At one point Mr. M pulled up a picture on his phone and said, allow me to brag... He showed it to Mrs. S first, and I thought it was of his grandkids. Nope, his son, with all his various Navy ribbons on his jacket. He then told a story about his son skiing as a teenager, where he was hotdogging it but it didn't end well, basically this cartoonish fall down a mountain in Colorado which ended with him face-planting. Apparently the spectators to this spectacle cheered. I went, *that's* the guy I know, who I'm still stunned to discover became a lifelong Navy man. He's now stationed in New Jersey and works on a ship in the middle of a cornfield. No, really. It's the perfect job for someone of Polish heritage, heh. We also started talking Polish and German a bit, and how the grandkids call Mr. M the Polish name for grandpa, except they didn't know how to spell it at first, so that the first card he got was addressed to "Jaja." Mrs. S went, wait, that's not how it's spelled? I said, no, there's a couple Ds in there. Believe me, when I was a kid, I thought it was jaja, and that it meant any old man. My father would be driving along and talking about the "jaja" driving slowly. It was years before I found out it's actually dziadzia. Mr. M's grandkids have three grandfathers, so he said at the outset, they can call me dziadzia, you guys can fight over what you want to be called. We got into some interesting topics, that's for sure. They also felt bad about eating and drinking in front of me, but I said it was fine, and Mrs. S was happy to try a couple things that her family wouldn't eat and would be too much for her to eat alone. I was also thrilled that the waiter was cool with me not removing my mask. I've been to restaurants that made me order something if I wanted to sit there with my friends (this was back in high school after musicals and football games), so I was prepared to get something to go if it was an issue.
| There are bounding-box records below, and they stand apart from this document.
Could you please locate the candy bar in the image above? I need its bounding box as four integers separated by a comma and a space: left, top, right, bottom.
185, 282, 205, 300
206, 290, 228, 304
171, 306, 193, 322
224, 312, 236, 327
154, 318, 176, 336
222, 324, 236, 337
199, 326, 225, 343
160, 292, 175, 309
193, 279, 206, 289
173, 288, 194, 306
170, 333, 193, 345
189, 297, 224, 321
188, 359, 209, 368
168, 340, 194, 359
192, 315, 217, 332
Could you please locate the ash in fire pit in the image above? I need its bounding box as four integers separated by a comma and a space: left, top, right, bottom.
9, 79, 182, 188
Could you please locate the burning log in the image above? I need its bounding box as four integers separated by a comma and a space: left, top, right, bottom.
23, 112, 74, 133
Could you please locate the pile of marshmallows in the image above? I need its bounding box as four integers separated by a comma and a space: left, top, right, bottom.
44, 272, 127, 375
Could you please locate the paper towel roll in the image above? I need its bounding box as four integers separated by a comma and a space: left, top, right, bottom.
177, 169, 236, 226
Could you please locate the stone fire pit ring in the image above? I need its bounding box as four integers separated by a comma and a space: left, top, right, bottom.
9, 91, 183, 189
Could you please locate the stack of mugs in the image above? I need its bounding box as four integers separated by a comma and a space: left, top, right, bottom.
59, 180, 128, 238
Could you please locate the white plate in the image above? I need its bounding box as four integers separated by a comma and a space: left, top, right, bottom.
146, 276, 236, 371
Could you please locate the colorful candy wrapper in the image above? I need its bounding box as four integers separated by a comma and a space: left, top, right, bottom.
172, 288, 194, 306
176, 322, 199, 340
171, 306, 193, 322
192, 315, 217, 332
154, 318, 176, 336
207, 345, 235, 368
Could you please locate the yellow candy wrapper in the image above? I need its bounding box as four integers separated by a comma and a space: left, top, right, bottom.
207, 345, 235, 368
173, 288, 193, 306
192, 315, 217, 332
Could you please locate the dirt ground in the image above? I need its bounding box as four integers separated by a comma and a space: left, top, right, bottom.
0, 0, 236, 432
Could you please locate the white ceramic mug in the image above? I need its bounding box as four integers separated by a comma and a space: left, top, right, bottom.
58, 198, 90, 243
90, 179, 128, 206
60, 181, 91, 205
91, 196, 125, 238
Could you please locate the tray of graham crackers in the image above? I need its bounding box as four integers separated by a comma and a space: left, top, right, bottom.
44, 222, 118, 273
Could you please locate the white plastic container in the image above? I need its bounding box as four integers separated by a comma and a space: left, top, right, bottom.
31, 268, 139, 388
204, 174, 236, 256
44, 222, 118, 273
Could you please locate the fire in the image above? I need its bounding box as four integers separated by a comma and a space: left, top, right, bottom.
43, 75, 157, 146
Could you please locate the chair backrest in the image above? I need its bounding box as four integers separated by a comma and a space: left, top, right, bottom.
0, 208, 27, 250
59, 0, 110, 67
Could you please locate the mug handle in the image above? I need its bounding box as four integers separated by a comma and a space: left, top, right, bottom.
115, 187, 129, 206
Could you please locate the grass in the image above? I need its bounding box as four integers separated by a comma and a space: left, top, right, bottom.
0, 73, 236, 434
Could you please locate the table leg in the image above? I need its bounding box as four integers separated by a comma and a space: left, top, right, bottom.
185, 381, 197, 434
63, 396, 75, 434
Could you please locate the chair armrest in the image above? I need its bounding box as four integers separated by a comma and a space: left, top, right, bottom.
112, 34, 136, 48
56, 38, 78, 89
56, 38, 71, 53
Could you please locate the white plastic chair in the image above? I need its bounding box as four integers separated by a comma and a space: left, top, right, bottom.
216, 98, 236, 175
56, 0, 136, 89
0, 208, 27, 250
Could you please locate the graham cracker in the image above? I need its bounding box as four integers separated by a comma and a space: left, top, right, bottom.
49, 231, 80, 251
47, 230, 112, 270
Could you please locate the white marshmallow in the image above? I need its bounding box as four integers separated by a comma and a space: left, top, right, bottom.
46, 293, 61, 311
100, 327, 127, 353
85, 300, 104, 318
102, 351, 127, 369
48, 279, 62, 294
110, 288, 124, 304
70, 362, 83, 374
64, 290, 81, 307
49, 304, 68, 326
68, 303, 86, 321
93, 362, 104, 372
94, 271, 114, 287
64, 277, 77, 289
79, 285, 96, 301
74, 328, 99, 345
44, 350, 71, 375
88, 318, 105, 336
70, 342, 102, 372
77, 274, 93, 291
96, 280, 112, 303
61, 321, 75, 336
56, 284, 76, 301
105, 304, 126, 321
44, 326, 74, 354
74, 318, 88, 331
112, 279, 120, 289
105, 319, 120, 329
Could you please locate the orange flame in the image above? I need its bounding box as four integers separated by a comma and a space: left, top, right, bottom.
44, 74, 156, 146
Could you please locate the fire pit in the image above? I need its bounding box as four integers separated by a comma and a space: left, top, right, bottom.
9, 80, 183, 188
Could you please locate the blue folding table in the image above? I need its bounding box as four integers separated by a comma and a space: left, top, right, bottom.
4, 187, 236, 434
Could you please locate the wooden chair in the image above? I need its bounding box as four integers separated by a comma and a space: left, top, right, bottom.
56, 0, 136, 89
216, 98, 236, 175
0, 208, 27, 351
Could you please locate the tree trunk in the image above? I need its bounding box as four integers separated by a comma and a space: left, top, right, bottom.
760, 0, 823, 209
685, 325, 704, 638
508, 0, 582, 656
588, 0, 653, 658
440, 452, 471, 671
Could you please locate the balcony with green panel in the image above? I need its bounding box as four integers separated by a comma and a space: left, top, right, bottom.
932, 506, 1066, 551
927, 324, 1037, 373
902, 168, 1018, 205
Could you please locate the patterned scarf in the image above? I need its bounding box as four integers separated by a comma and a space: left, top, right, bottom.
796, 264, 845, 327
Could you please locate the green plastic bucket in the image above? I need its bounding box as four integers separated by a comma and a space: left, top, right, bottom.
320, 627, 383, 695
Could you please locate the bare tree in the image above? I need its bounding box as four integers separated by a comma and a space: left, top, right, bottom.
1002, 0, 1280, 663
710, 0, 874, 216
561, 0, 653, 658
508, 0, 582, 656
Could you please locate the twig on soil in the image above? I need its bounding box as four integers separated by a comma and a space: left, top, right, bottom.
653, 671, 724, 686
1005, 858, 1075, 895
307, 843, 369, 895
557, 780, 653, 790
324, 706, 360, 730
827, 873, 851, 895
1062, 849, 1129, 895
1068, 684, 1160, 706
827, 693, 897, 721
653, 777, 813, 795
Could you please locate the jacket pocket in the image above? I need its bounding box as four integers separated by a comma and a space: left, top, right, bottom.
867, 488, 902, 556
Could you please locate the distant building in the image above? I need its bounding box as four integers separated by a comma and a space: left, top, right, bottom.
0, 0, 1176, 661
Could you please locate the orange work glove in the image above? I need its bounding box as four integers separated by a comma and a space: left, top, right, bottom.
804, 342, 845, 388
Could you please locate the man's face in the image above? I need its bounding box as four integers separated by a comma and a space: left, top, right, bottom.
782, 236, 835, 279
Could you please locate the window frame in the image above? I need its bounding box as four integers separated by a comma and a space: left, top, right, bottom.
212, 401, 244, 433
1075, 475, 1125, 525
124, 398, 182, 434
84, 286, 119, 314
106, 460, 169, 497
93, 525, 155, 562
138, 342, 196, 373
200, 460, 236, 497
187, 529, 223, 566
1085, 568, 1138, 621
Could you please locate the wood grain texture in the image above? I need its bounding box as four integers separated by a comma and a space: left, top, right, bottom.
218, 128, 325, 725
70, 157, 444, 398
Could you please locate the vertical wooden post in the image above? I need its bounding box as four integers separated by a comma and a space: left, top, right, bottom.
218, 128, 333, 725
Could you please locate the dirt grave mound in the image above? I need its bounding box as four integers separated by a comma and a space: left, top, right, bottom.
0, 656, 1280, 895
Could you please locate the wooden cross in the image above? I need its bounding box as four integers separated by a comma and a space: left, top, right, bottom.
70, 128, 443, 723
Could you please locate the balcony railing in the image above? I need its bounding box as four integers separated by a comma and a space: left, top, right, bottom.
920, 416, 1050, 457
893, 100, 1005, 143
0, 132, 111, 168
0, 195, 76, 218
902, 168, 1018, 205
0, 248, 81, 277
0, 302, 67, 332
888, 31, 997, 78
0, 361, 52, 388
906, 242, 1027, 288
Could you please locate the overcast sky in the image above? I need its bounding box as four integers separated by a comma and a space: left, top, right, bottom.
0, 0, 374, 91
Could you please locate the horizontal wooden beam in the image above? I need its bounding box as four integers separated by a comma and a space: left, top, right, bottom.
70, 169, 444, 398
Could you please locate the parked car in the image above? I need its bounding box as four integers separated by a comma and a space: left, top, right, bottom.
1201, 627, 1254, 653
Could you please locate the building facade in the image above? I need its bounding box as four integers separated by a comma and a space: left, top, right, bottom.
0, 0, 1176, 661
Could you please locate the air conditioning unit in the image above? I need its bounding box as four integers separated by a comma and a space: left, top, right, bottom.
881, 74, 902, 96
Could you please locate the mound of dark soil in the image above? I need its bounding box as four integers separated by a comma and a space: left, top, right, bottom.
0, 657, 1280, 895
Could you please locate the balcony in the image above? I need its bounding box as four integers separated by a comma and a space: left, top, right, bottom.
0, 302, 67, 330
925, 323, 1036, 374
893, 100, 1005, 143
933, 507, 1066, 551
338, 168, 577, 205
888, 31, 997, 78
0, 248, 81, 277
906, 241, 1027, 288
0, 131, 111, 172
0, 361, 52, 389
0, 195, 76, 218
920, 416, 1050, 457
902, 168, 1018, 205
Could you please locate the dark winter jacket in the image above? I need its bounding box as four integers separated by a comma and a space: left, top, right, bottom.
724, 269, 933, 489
The tortilla and plantain chips with guac sounded interesting, and I really want plantain chips now. (Between the time change and my feeling like I got hit by a truck today, we did not go grocery shopping; dad may go tomorrow.)

It was nice to get to spend time with them. Mrs. S was really grateful for our help and companionship, and Mr. M told her, you should know by now that we're here for you. We know she's been through a lot, personally and professionally, in the past few years. We're happy to help. Plus we get along really nicely. Also, he insisted on paying when the bill came. She protested, saying she was the one running the contest and she should pay, and he basically went, zip it. I responded, okay, dad, heh; and she went, sometimes it's nice to be a girl. Yeah, Mr. M is old school like that. Plus, I mean, I was a cheap date. We sat in one of the warmest seats in the house, by the fire pit, so after I told the waiter I wasn't removing the mask he'd said, let me know if you get too warm and you need a water. I ended up being fine, but when I left, I went straight home because by that point the hunger had kicked in. I'd thought about running to Target, but no. Home sweet home it was.